Who knows: With Kohberger, the answer may turn out to be something like industrial poisoning—the author Caroline Fraser argues in her book Murderland that this was a hidden cause behind the rise of serial killers in the 1970s and ’80s. In that case, it wouldn’t make sense to inflict suffering on Kohberger as some sort of moral dessert, and it would make more sense to treat him as someone who is infected with a contagious and incurable disease—quarantined for his sake and ours. That is a serious consequence—being removed from society for life—but not one rooted in vengeance.

It’s more likely that we don’t yet have the technology or understanding of the human brain or genome to adequately make sense of Kohberger’s brokenness, in the same way that plague doctors didn’t have the means and understanding to save millions of people from a preventable death in the Middle Ages. Might we tomorrow? Ask yourself: If it were possible to give Kohberger gene therapy that turned him into a sane, empathetic, and loving person, would it make sense to lock him in prison for life because he “deserves” it?

If Kohberger’s brokenness is caused by factors beyond his control, then he is extremely unlucky. I can only imagine how awful it must be to move through the world as if people are mere objects to be manipulated and destroyed—a life entirely devoid of genuine human connection. I can only imagine the suffering his family is enduring—they didn’t choose to have a killer for a son, and, like the families of his victims, their lives will be forever scarred by what he did.

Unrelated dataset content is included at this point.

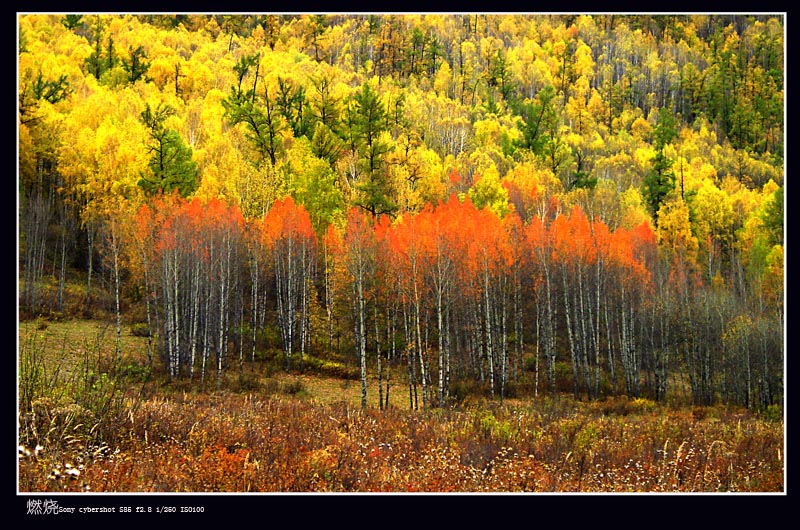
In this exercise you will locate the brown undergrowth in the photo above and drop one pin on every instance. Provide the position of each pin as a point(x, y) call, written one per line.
point(201, 442)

Acknowledging these realities can feel like a betrayal of the victims, but I don’t think it is. I believe that one way to honor the victims of horrific crimes is to closely study the roots of violence and challenge ourselves to see the horrible, banal truth: that under certain conditions, certain people can be broken, and all too often, due to our own limitations in understanding and treating, we cannot predict or prevent the terrible things that a broken person might do.

Perhaps Judge Hippler is right that we shouldn’t be looking for answers from Kohberger himself as to why the lives of Ethan Chapin, Madison Mogen, Xana Kernodle, and Kaylee Goncalves were so brutally and unjustly stolen. Not just because it continues to give Kohberger undeserved relevance, but because he very likely doesn’t have the answers.

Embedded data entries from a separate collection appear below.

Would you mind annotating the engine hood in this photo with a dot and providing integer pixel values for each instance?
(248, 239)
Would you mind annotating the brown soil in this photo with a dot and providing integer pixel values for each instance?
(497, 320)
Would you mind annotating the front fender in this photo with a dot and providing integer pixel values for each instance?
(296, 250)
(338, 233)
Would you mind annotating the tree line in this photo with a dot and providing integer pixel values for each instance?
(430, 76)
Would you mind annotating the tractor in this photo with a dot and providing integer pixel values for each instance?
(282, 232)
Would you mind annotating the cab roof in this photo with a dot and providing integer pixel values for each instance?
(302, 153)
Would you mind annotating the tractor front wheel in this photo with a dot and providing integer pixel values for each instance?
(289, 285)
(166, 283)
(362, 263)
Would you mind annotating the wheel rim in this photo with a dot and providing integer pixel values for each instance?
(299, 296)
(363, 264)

But writing someone off as evil, as many people urged me to do with my prosecutor, is an excuse to ignore the causes of human dysfunction. It’s a wall we build to separate ourselves from those who commit the worst actions we can imagine. Ironically, it also grants permission for psychopathy in its own way. Let’s not forget: Crowds once cheered as criminals were drawn and quartered. What could be more psychopathic? We still execute people today in ways that are perhaps more muted, but just as ethically questionable. People talk about “closure” and “justice,” but we live in a society that encourages us to take pleasure in another’s pain and never ask ourselves why.

That’s why I keep trying, even though I sometimes fail, to feel a degree of genuine curiosity and compassion for those labeled “evil.” It’s not easy, and I certainly had to work my way up to forgiving the man who wrongly convicted me. I still find it nearly impossible to extend compassion to Rudy Guede.

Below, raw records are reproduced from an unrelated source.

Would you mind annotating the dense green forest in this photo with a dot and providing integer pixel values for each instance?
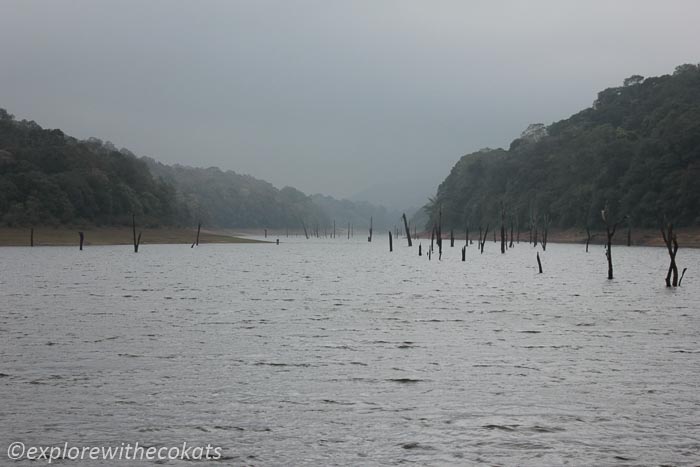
(49, 178)
(228, 199)
(636, 150)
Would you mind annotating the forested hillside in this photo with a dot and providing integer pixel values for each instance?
(637, 149)
(48, 178)
(228, 199)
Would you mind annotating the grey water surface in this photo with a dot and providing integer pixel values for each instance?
(337, 352)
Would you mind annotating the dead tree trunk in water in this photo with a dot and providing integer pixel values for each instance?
(589, 237)
(545, 232)
(610, 231)
(672, 246)
(503, 229)
(199, 227)
(439, 234)
(137, 241)
(482, 242)
(408, 231)
(629, 234)
(511, 232)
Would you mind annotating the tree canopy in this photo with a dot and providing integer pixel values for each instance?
(636, 150)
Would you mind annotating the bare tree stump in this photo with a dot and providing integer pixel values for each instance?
(672, 246)
(199, 228)
(408, 231)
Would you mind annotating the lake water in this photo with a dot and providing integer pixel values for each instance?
(325, 352)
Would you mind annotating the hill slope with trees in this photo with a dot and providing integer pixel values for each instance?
(49, 178)
(636, 150)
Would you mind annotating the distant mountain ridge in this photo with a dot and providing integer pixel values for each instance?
(636, 151)
(49, 178)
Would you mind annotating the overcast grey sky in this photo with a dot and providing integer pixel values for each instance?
(328, 96)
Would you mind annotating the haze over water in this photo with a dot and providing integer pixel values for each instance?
(339, 352)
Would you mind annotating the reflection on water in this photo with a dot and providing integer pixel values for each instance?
(337, 351)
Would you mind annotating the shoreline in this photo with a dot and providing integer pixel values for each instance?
(68, 236)
(688, 237)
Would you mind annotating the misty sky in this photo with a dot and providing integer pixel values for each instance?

Do I expect the parents of Ethan, Madison, Xana, and Kaylee to take on the challenge of viewing Kohberger with compassion? Not at all. Their rage and existential grief is justified, full stop. But for the rest of us, those who are not at the epicenter of this tragedy, have a choice: We can judge and label, or we can challenge ourselves to make sense of the senseless, in hopes that we might find a way to prevent the next tragedy from occurring.

The only thing I’ve found that has actually helped me heal from my own terrible experiences has been acceptance, and a desire to understand the flawed, complicated, and sometimes extremely dangerous humans around me.